Have you voted yet?
Vote. Period. Don’t miss this one, and don’t make excuses this time for not doing your civic duty. Don’t miss this election. Early voting ends tomorrow – find out where you can vote in Dallas County here. November 6th is Election Day. Remember many people living here in our community do not have the privilege of voting, so your vote stands to represent not only your choice, but our community as a whole. Your vote also becomes part of what we end up with for our government, our referendums, and other ballot initiatives.
Your vote in the 2018 midterm election ultimately shapes the future of healthcare in this country. Hanging in the balance, yet again, is the future of ObamaCare or the Affordable Care Act. If Republicans keep majorities in the House and Senate, we can expect ObamaCare will end, bringing back the possibility of coverage problems for people with pre-existing conditions. If Democrats gain either in the House or Senate, then likely ObamaCare would stay; however, constant threats remain, including a court case (Texas vs. United States) that could reach the Supreme Court. This is why voting all the way down your ballot including judges is always important.
State elections are also critical this year. While Republicans hold solid majorities in both the Texas House and Senate, flipping a few seats in the Senate could change their three-fifth’s majority which would stop the ability to bring legislation to the Senate floor without the support of Democrats. Changing seats in the House could impact the election of the next Speaker who will take over for Joe Straus. As Rep. Straus played a critical in blocking bills like the bathroom bill, moving more Republican with this election could enable perhaps a more conservative Speaker with less interest in avoiding such issues.

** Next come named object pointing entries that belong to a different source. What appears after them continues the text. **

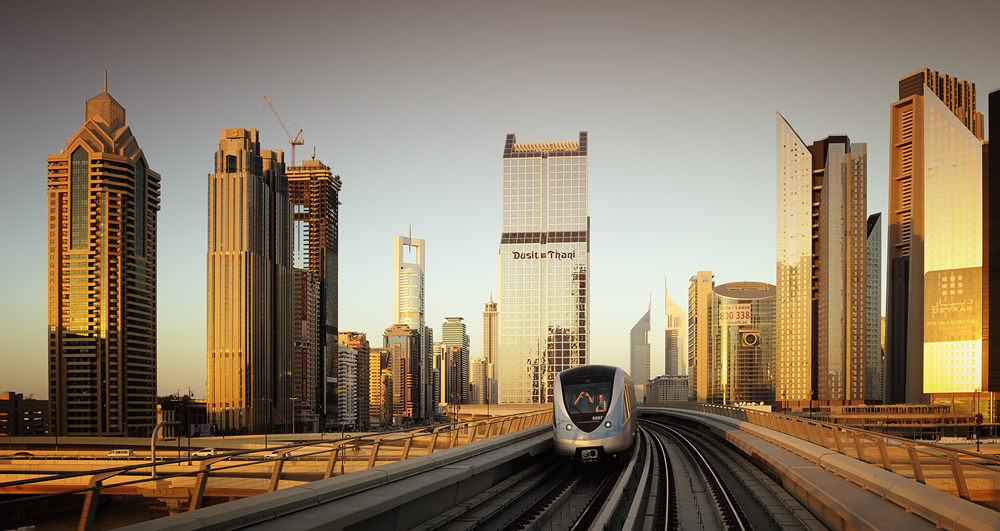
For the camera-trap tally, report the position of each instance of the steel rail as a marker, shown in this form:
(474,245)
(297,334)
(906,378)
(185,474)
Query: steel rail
(666,501)
(539,506)
(611,507)
(729,509)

How Texas deals with a number of healthcare issues will also be highly dependent on the make-up of our next legislature. We still maintain the highest number of uninsured people in the nation, and to date, there is been little willingness by the legislature to consider Medicaid expansion or additional coverage for the working poor. With healthcare at the top of the list in most voter’s minds, a change from Republican to Democrat could signal a need to look for more solutions around this issue. No change could be the signal that keeps the current direction steady.
A recent article in the New York Times highlighted that the Trump Administration is considering a change to the federal civil rights law by defining gender “based on immutable biological traits identifiable by or before birth.” Such a change would effectively be ignoring the existence of transgender people. This would be inconsistent with our organization’s values and contradictory to what science and medicine tells us. Such policy positions are emboldened by who we vote for.
So, please vote. Know that I am not telling you who to vote for, but recognize that this is critical junction, and know that healthcare will be among the most important considerations when we go to the polls this time.